Some days the world smiles upon you as you wake up to some wholesome, old-fashioned good news.
Today is one of those days.
After Holland banned smoking in all of its train stations last month, the public ashtray posts suddenly became obsolete. So now a new plan is seeing them upgraded with a much better purpose: electric bicycle charging posts.
Electric bicycle use is incredibly high in The Netherlands, where many people use e-bikes instead of cars for personal transportation. E-bikes can be brought on trains for the longer portion of journeys and used as last-mile solutions to get to and from the train stations.
Installing electric bicycle chargers on the platforms help ensure that commuters will be able to top up while waiting for a train.
The new design for the charging poles comes from the Amsterdam company Lightwell.
Each pole can charge two electric bicycles simultaneously.

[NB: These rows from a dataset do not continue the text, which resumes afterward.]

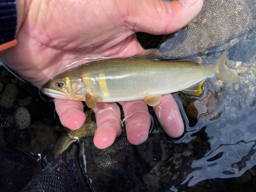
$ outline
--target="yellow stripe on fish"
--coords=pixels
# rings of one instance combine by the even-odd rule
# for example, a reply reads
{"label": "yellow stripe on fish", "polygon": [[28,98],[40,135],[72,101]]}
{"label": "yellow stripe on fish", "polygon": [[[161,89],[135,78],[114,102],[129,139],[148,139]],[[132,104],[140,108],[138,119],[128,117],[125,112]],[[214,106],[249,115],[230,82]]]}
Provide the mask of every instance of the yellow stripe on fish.
{"label": "yellow stripe on fish", "polygon": [[109,95],[109,89],[106,86],[106,78],[104,73],[100,73],[99,77],[99,84],[104,96]]}
{"label": "yellow stripe on fish", "polygon": [[90,79],[89,76],[87,74],[86,74],[86,75],[82,74],[82,80],[83,81],[83,82],[84,83],[84,84],[86,86],[87,93],[90,95],[93,96],[93,94],[92,94],[92,93],[91,92],[91,91],[90,91],[90,89],[89,89],[89,87],[90,87],[89,83],[89,79]]}

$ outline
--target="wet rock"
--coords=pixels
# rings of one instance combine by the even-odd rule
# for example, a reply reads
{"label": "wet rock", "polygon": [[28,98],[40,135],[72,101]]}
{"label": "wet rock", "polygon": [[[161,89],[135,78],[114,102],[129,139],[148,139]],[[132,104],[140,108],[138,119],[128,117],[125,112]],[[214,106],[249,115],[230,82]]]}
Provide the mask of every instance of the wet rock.
{"label": "wet rock", "polygon": [[0,100],[0,104],[6,108],[10,108],[13,106],[14,100],[18,92],[18,90],[15,85],[13,84],[7,84],[2,94],[2,99]]}
{"label": "wet rock", "polygon": [[27,109],[21,107],[14,112],[14,119],[17,129],[23,130],[30,125],[31,116]]}

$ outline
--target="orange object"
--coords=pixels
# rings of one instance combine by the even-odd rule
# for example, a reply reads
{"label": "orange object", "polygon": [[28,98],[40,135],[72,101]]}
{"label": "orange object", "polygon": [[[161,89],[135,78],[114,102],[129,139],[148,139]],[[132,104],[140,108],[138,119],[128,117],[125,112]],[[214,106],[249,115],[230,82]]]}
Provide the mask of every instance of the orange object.
{"label": "orange object", "polygon": [[15,46],[17,45],[17,40],[14,39],[11,41],[9,41],[6,42],[5,44],[0,45],[0,51],[5,50],[6,49],[9,49],[12,47]]}

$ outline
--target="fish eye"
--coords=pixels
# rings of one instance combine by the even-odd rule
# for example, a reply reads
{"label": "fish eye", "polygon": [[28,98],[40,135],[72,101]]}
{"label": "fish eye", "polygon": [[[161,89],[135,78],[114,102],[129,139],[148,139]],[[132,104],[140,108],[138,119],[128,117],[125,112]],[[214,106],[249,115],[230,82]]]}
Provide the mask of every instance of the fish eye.
{"label": "fish eye", "polygon": [[60,88],[62,88],[63,85],[64,85],[64,83],[63,83],[63,82],[62,82],[61,81],[56,81],[56,83],[55,83],[56,87],[57,87]]}

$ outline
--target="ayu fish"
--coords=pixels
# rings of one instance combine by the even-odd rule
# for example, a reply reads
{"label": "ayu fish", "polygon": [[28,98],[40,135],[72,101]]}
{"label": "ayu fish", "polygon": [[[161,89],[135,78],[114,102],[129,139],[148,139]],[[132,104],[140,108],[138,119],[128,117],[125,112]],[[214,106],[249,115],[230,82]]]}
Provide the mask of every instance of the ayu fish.
{"label": "ayu fish", "polygon": [[197,59],[173,59],[157,49],[127,58],[97,60],[75,67],[53,77],[41,88],[51,97],[85,101],[90,108],[97,102],[143,99],[149,105],[161,95],[181,91],[199,96],[206,78],[238,83],[239,75],[225,65],[226,51],[214,64]]}

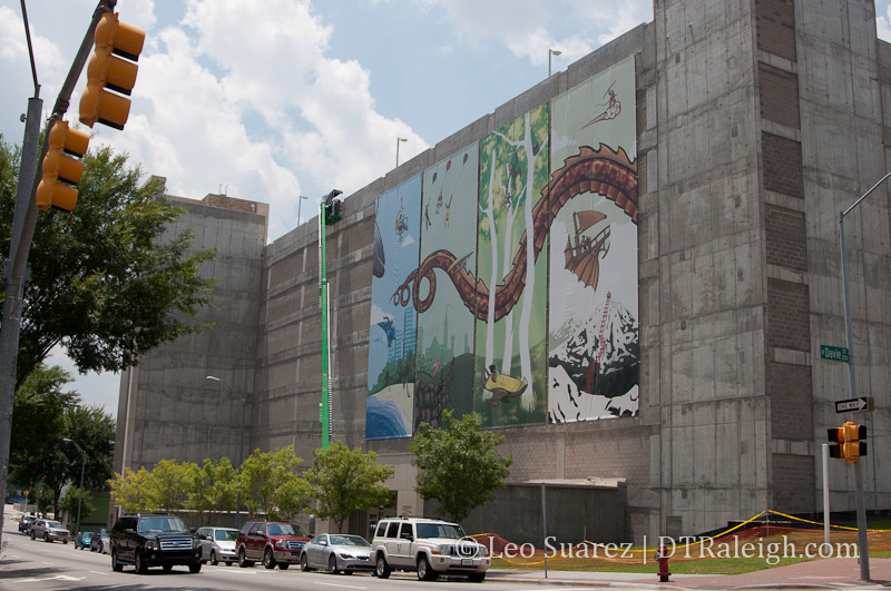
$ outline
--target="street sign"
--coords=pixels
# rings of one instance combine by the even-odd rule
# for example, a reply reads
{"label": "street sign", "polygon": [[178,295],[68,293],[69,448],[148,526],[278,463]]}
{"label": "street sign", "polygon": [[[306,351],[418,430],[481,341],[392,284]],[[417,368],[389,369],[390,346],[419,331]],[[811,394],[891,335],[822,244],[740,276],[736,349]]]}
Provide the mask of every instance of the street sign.
{"label": "street sign", "polygon": [[856,413],[860,411],[872,411],[874,406],[872,396],[860,396],[859,398],[848,398],[846,401],[835,402],[835,414]]}
{"label": "street sign", "polygon": [[830,345],[820,345],[820,357],[829,361],[840,361],[848,363],[850,356],[848,355],[848,347],[833,347]]}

Unlike electric car chargers, electric bicycle chargers are usually fairly low power, typically drawing around 100-250 watts of power. That’s around twice as powerful as a laptop charger.
Less smoking, more e-bikes — what’s not to like? This is awesome!
I’d love to see this occurring in more countries. It doesn’t necessarily have to be a double whammy of replacing ashtrays with e-bike chargers. But just installing more outlets for charging micromobility vehicles would be a huge benefit.
Some countries like the US are still seeing a growing number of e-bikes being used for commuting, but e-bikes are a standard commuter vehicle in many other countries and chargers could be a huge benefit.
The amount of electricity used to charge an e-bike is tiny. In the US, an average e-bike battery can be charged for around US$0.05. One nickel. And since most people aren’t standing on a train platform long enough to get more than 10-15% of a charge (just enough to carry on their way), we’re talking about a penny a person. I think we can fit that into public funding, don’t you?